Your historical understanding is quite incorrect. A general method for finding solutions to any and all sorts of permutation puzzles was already known long before Erno Rubik ever conceived of his cube. Indeed, anyone with a basic grasp of commutators can derive a complete solution for any such puzzle with just a little bit of trial and error.
After the Rubik's Cube was released internationally in 1980 — and became an overnight sensation in much of the world — interested mathematicians almost immediately began to apply more powerful (and well known) group theoretic tools to it specifically, at least partially motivated by the desire to find more efficient solutions. The first algorithm based on those efforts had already been published by the end of 1980, and was written about in magazines in 1981.

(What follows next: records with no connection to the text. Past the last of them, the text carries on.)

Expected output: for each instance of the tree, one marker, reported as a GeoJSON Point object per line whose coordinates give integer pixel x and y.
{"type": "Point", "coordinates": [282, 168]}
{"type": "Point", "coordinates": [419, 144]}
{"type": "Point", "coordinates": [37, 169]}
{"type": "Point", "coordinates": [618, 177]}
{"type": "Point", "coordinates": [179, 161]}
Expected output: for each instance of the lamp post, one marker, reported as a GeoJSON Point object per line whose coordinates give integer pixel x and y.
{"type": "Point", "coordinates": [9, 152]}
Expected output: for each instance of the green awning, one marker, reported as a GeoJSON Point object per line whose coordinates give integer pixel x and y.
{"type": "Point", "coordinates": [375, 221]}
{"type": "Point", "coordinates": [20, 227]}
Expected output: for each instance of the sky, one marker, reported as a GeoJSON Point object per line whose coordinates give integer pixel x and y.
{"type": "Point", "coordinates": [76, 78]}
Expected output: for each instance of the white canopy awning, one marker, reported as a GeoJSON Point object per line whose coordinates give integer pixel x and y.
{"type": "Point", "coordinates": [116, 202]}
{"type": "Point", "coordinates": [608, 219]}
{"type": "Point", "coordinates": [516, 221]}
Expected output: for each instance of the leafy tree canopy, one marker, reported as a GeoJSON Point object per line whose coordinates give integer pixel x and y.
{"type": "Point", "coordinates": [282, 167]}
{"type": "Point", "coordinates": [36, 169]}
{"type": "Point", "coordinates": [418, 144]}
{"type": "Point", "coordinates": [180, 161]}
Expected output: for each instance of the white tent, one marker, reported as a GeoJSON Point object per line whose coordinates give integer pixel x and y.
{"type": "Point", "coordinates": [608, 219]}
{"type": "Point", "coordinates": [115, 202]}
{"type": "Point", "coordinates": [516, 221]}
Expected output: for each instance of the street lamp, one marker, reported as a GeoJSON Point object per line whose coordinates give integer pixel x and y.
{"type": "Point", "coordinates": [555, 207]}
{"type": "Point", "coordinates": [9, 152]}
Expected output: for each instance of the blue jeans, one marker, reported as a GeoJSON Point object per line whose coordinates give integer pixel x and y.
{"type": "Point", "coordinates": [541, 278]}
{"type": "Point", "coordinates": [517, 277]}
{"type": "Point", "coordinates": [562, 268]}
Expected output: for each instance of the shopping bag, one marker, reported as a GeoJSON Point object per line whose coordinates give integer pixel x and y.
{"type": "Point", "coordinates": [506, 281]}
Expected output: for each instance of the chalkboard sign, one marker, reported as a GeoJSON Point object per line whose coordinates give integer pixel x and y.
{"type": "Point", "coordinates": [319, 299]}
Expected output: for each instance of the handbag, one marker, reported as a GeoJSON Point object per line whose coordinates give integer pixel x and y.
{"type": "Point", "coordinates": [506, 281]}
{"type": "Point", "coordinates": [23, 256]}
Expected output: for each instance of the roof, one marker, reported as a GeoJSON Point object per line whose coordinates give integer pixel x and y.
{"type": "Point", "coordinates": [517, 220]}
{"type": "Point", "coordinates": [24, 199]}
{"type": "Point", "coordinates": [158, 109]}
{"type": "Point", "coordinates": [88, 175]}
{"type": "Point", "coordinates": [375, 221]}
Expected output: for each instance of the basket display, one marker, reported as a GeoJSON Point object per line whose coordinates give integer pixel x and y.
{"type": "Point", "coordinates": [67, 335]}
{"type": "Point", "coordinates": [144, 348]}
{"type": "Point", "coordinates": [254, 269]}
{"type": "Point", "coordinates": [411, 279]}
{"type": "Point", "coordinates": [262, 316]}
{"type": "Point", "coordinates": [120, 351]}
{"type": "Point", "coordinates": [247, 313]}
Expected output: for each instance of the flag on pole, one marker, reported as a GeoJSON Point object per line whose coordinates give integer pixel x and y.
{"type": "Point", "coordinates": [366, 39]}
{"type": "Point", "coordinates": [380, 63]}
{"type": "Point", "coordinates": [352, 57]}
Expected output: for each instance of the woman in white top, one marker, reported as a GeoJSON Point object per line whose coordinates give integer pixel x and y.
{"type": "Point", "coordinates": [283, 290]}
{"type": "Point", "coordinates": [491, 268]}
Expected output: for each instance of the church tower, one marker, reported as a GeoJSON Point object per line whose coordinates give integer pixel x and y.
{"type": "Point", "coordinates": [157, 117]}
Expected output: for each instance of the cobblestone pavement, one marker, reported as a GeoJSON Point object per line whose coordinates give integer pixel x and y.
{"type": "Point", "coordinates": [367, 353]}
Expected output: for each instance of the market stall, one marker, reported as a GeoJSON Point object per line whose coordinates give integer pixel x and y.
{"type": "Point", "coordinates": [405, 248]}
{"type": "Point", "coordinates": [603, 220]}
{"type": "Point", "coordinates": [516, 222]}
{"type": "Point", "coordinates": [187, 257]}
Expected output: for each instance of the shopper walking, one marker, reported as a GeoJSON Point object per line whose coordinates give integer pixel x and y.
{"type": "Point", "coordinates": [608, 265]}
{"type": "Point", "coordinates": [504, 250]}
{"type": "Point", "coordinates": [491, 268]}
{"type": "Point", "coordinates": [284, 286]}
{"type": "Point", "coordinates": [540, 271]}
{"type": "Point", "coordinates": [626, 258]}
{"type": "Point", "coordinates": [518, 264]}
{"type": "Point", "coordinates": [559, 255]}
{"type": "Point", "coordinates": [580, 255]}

In practice, efficient group theoretic algorithms rely heavily on large computer generated tables enumerating transitions between different families of positions. Finding a solution involves classifying a given position, looking up how to move from it to a more restricted family of positions, and then to a still more restricted family of positions, etc., until the cube is ultimately solved.
If you'd asked any of those interested mathematicians and computer scientists at the time if they thought increases in computing power would allow them to improve their algorithms, they would have said, "Obviously!" If you'd asked any of them if they thought Moore's Law would one day make God's Algorithm a reality, they would have said, "Almost certainly!"
Interestingly, practical implementations of God's Algorithm don't actually use group theory. While they similarly subdivide the Rubik's Cube's configuration space, it's generally not done in a group theoretic way. Depending on which method of subdivision is chosen, tens to thousands of megabytes of tables are calculated, in order to create an "admissible" heuristic for the distance from the target position. (If you later want to target a different position, i.e. other than the traditionally solved cube, you have to recalculate these tables!) IDA* can then be used to find and prove optimal solutions. IDA* itself was first described by Richard Korf in 1985, though it wasn't (publicly) applied to the Rubik's Cube until the late 90's, again by Richard Korf. If I had to guess, the decade-plus gap was simply due to lack of computing power.
I have absolutely no doubt that if you'd asked Richard Korf in 1985 whether IDA* could be applied to the Rubik's Cube, and whether Moore's Law would allow it to be a practical God's Algorithm within his lifetime, he would have said, "Absolutely!"
Incidentally, you're also mistaken about the ease of computing an optimal solution. Even on modern desktops, some positions require hours to weeks of computation (depending on the size of the pre-generated tables available), though a random position typically requires seconds to minutes. "Instant" solvers all use group theoretic methods, aren't provably optimal, and almost never find optimal solutions in practice. (Good instant solvers still often find solutions of 20 or fewer moves, however. 20 is the diameter of the Rubik's Cube's Cayley graph, so that's pretty impressive!)
Anyway, I mean you no disrespect, but, your "sincere belief" and "good high-level look" at chess notwithstanding, you seem to be misinformed as to many basic facts, and to have a number of fundamental misapprehensions that contradict decades of firmly established research and the broad consensus of essentially all subject matter experts. You don't have a reasonable basis for any sort of intuition. In this instance you should do more than merely accept the possibility that you might be wrong. You are wrong, categorically.
The key facts about chess are:
- Its state space is vast enough that Moore's Law will be halted by physics long before brute force becomes viable.
- Its game tree lacks sufficient structure to be meaningfully simplified.
- Which means it can't have an admissible heuristic evaluation function with significantly less entropy than the game tree itself.
- There's an unimaginably vast, practical, and conceptual gulf between finding the shortest path between two given nodes (i.e. solving a Rubik's Cube), and proving that all possible opponent responses lie on paths that can be forced to a particular terminal evaluation (what you need to do to solve Chess.)
With respect to that last bullet, consider the difference between the following two tasks:
- Find the provably shortest sequence of roads leading from your current location to Rome. This is a relatively simple task. It has an obvious admissible heuristic and readily submits to dynamic programming.
- Prove that all roads lead to Rome. This is obviously intractable. There obviously can't be a low-entropy admissible heuristic, as there's absolutely nothing preventing any given road from terminating before it connects with a Romeward network. You just have to examine each and every road.